According to the father, who was interested in geology, it was the northern flank of the volcano that had slid into the water with a colossal crash, one hundred million tons of rock, Pata figured, and this had caused the first wave, which was approximately three hundred feet tall; if he had to put a number on it, even a rough estimate, the wave must have shot forward at a speed of two hundred and fifty or three hundred miles an hour. The only thing in their favor was that the groundswell had headed out to the Atlantic; along the coast, they’d only suffered the fallout—a meager consolation when they gazed out at the drowned world around them: the floodwaters had spread over the entire hinterland, and on this too Pata had thought long, concluding gravely that the sea had surely moved three hundred miles inland. Everyone here knew that the same disaster had already occurred a very long time ago, and back then it was the western flank of the volcano that collapsed and produced a groundswell which, despite the distance, went all the way to America, devastating the coasts.

Louie was the only one who saw the wave.

Since then he had been crying at night, and his mother stayed with him until he fell back asleep.
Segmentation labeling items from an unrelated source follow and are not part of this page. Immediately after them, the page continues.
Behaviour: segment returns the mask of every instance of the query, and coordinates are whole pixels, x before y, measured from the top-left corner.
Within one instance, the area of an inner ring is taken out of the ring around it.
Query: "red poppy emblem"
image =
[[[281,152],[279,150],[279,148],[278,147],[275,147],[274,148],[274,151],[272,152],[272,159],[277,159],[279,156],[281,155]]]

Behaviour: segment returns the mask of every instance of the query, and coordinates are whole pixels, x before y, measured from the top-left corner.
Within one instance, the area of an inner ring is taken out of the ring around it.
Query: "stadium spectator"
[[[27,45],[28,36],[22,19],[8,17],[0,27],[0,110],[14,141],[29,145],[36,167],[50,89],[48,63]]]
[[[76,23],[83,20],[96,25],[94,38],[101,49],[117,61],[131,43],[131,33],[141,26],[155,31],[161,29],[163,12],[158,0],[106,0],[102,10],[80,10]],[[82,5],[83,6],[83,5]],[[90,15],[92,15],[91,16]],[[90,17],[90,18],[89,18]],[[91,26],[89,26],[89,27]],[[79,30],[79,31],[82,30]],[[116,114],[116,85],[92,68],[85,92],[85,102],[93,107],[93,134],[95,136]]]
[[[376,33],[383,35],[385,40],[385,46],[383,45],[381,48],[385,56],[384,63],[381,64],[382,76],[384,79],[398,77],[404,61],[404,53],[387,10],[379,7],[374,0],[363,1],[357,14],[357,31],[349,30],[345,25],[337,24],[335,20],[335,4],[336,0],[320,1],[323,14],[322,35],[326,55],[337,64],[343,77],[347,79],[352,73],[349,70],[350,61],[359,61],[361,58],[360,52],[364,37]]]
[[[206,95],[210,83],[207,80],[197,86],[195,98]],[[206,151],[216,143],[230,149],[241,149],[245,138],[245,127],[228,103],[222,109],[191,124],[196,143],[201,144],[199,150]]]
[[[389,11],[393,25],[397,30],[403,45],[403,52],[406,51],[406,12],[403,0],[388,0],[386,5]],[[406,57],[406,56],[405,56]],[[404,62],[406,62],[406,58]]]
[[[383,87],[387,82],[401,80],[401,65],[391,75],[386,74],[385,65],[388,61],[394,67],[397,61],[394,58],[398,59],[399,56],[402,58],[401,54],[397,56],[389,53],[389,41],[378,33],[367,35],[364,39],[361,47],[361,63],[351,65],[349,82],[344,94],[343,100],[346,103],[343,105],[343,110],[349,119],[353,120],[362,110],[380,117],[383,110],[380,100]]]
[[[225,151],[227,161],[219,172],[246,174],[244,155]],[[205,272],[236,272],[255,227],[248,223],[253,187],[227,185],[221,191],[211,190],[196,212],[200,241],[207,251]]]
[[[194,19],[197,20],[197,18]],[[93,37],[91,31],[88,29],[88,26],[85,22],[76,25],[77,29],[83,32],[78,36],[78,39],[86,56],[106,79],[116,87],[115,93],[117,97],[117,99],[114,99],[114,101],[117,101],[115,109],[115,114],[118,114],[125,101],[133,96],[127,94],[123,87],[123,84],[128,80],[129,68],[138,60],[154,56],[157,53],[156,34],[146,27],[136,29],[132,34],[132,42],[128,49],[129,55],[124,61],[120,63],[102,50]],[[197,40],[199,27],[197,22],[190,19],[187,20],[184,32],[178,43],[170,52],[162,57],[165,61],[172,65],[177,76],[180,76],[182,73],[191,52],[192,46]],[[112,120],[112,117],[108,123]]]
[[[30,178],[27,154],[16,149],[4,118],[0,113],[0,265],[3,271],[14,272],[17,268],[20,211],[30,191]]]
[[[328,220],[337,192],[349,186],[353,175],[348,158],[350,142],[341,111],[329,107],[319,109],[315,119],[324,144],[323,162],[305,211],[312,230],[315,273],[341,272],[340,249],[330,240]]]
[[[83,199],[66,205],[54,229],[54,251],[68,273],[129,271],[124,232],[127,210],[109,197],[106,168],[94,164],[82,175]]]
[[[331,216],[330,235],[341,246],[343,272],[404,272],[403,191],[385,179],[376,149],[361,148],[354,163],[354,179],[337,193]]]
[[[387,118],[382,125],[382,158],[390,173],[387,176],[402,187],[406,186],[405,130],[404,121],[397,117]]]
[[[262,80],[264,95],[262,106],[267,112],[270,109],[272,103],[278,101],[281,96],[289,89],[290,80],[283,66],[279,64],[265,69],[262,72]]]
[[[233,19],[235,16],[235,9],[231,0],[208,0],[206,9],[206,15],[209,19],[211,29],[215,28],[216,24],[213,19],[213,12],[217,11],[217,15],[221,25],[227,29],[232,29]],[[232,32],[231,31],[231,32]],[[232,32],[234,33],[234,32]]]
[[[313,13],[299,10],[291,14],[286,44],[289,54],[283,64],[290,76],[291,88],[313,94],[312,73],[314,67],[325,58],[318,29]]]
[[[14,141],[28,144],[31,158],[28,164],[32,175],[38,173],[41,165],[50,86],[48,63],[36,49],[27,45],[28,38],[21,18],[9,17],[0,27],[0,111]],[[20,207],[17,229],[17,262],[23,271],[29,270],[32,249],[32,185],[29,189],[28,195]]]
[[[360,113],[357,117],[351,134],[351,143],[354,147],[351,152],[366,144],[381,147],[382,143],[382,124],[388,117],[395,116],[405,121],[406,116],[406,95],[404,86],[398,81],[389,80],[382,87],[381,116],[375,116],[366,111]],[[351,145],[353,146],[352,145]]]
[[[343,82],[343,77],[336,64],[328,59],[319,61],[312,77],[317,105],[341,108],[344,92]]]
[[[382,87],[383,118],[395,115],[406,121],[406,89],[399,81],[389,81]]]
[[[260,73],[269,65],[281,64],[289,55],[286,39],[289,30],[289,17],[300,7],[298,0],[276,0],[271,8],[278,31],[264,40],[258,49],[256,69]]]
He had seen the wave because he was the one who tended the hens; at seven p.m. precisely, when they had all finished their homework, taken their shower and put on their pajamas, at seven p.m., before supper, it was Louie’s job to check one last time that the chicken coop was properly closed; six months earlier a stone marten, must have been, or a fox, had killed half their poultry, getting in through a loose wire fence, and Louie had sworn never, ever again. He had reinforced all the gates, and kept a close watch. But that night, it wasn’t the hens he’d been looking at, eyes wide, so wide you’d think they’d never close again, it wasn’t the hens that had caused the earth to tremble and his guts with it, sending him to his knees. The wave, towering like some watery monster, made him cry out in terror. It had darkened the sky for miles around him, like a yawning mouth, and had launched its attack on the world, on man and beast.

Louie had run like hell, barricading the front door behind him, screaming, panting, stammering, his mother thought he’d gone mad, he didn’t know how to explain, not until the shock of the tidal wave caused the ground to tremble and the walls to shake, and the waves broke all the windowpanes.